Adding a flag to the benchmark harness seems a bit strange since the benchmarking code itself doesn't / shouldn't care how we humans categorize the benchmarks. Maybe a hardcoded list is ok for now? It really comes down to how we want to display the data.

noahgibbs commented 3 years ago

I'll start with a hardcoded list.

As far as putting it in the harness - if I were going with that approach, I'd actually put it in benchmark.rb, basically as some kind of metadata. It's the same general idea as how we pass a "recommended" number of iterations, usually ignored, for each benchmark - you store the various benchmark-specific information with the benchmark rather than in some external list, where possible. Best, of course, is to store it in an executable, actionable form where it's less likely to rot.

"Real-world vs synthetic" is certainly about how humans categorise the benchmarks, but it's also fairly specifically about each individual benchmark. The more of that you store in other random places, the more stuff you have to update in two+ places. But if you had e.g. a "metadata tags" call that would accept (and usually ignore) arbitrary data, it gives you a place to collect random things you might want to know about the benchmark, where they get read and touched when the benchmark does.
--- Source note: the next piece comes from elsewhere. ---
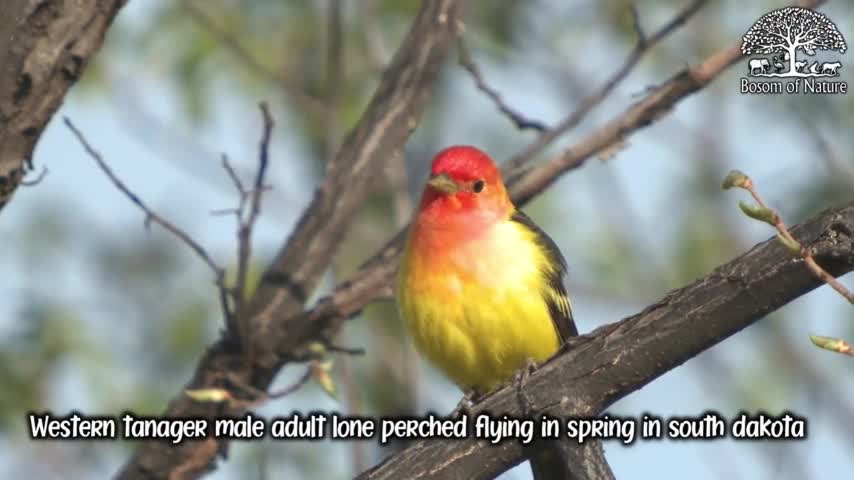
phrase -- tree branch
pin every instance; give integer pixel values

But for now I'll put a hardcoded list in yjit-metrics.

noahgibbs commented 3 years ago

Hm. Here's an oddity: I would normally put optcarrot into "real" benchmarks. It's a headless NES emulator that correctly runs actual NES images. It may actually be the most real of our benchmarks, certainly more useful than Railsbench. Lee (a Sudoku solver) is probably its best competition for "most useful yjit-bench benchmark". The other things I'd count as possibly real (activerecord, jekyll, liquid-render, mail, psych-load) are all simple library load-tests.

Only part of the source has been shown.